Many people have received that email that purports to be from the IRS or their bank and that requests personal information, but turns out to be a phishing lure used by crooks to dupe people into opening fake emails for the purpose of fraud, ID theft or other web-related crime.

Paul Smocer, who was just named president of BITS, the technology wing of the Financial Services Roundtable, is among those on the front lines of the battle to help banks fight phishing and other criminal activities.

A former manager of technology risk support at Bank of New York and CISO at Mellon Financial who first joined BITS in 2008, Smocer succeeds Leigh Williams, who departed the Roundtable to serve as Director of the Office of Critical Infrastructure Protection and Compliance Policy at the U.S. Department of the Treasury.

One of Smocer's first moves will be to release a reporting mechanism that internet service providers (ISPs) can use to present authentication and security measures to BITS' members as part of reporting.

The new mechanism, which will be available in the next month or so, will aggregate email traffic data and domain ownership information from the ISPs to determine how the source of the email is authenticated as part of spam or phishing prevention techniques.

"We can help our members understand where there may be issues… where they may need to strengthen protections," says Smocer, who says the new release is an interim step in a larger project among BITS, ISPs and other email-centric industries (retail and gift card firms among them) that aims to bring more detail to domain authentication and reporting. While that larger initiative will continue into next year, Smocer says the interim standard will aggregate existing email data such as domain registration and traffic as part of ISP reports on email security posture.
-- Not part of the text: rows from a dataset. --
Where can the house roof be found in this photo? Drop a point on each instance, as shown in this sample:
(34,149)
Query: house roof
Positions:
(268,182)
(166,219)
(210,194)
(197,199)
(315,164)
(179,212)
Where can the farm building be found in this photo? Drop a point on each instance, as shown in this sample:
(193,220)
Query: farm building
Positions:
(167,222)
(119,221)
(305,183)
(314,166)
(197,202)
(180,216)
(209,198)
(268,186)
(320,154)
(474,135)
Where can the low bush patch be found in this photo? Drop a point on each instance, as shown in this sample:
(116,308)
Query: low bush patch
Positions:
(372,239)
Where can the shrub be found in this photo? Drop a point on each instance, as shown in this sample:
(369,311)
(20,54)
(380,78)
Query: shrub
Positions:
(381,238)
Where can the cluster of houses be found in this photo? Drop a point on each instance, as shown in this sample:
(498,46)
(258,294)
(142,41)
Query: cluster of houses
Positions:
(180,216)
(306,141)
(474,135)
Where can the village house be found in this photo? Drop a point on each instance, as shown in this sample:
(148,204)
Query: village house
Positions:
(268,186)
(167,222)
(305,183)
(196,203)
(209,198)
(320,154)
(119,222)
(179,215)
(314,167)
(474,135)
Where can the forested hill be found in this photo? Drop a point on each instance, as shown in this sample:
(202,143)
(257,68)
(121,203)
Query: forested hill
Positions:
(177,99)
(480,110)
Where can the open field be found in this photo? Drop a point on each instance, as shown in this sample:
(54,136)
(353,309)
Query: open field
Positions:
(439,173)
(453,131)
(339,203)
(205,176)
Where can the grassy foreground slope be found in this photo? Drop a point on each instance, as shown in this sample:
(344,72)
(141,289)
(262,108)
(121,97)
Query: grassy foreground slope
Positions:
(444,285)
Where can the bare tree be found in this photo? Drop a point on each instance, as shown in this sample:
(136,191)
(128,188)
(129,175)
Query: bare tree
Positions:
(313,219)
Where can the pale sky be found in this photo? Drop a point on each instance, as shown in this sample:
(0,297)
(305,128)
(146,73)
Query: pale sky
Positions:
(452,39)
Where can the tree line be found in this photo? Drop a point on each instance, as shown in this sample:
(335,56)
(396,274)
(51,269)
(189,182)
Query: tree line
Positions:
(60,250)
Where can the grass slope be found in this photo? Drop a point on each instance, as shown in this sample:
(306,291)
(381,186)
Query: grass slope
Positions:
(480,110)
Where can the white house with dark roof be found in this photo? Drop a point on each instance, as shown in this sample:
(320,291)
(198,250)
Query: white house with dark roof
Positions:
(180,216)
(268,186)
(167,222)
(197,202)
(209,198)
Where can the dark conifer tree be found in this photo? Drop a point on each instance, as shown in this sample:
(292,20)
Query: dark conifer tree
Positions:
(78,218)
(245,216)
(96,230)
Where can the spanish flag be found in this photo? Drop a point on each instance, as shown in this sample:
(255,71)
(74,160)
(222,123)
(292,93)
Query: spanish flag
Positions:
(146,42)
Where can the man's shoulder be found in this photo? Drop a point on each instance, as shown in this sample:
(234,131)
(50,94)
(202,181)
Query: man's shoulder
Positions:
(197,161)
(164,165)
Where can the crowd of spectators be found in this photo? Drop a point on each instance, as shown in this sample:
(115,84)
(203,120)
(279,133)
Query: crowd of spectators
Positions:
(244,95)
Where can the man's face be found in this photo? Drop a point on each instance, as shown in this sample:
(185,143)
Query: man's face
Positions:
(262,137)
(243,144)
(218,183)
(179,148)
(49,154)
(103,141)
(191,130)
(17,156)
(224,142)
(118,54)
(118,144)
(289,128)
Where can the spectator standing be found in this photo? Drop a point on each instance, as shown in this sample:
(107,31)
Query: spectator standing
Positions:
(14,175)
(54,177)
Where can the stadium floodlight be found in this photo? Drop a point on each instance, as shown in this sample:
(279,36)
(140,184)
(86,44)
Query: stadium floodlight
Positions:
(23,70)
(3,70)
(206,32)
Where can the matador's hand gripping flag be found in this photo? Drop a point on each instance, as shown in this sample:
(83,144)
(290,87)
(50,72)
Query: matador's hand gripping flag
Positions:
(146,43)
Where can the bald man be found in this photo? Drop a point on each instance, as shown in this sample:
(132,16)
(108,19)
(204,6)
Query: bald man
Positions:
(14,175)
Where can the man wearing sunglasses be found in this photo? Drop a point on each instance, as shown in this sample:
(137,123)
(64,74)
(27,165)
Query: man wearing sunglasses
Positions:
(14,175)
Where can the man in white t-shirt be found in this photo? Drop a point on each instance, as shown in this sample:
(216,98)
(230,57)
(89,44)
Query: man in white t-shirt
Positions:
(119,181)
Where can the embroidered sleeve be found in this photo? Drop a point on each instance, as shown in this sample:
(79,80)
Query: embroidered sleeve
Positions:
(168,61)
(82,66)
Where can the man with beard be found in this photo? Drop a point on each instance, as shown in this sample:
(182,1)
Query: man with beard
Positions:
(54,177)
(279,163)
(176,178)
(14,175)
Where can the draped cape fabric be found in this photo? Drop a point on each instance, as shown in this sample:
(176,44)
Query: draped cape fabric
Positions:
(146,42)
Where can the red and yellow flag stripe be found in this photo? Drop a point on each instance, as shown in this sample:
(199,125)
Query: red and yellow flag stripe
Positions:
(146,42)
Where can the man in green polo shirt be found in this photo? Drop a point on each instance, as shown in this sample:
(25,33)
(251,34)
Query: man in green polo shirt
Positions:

The new reporting mechanism, and the broader authentication project, will stand on the shoulders of existing email authentication standards developed with the help of BITS that are designed to validate that the sender of an email is actually the proper sender and not an impostor. "Part of the information that our members will be getting is that the email in their legitimate domain has been authenticated and comes from a legitimate domain that's owned by the organization, as opposed to someone in the background," he says.

Smocer, who was previously an executive vice president at BITS and has led multiple email security initiatives at the group, says most ISPs are doing a good job at this authentication, but there is room for improvement in how the ISPs actually report this information to the financial institutions.

"Email exists in a broad ecosystem that involves multiple players across the Internet," says Smocer. "One challenge is to get everybody in that ecosystem to accept standards [that protect emails]. Most ISPs have reached that point, they are also concerned about email authentication. Right now, we are working with the ISP community and our institutions around new standards that relate to how ISPs and other email providers report back whether email is authenticated and conforms [to protection standards]."

Additionally, some ISPs are providing deeper details on specific phishing and fraud prevention techniques than others.

"Each [ISP] provides different types of information," Smocer says. "There are dozens of ISPs that have email systems …and they are all providing information in a slightly different manner and with slightly different levels of detail."

Smocer says BITS is also working on an online identity protection project that leverages deeper information from government sources such as the IRS and Social Security Administration as part of identity protection.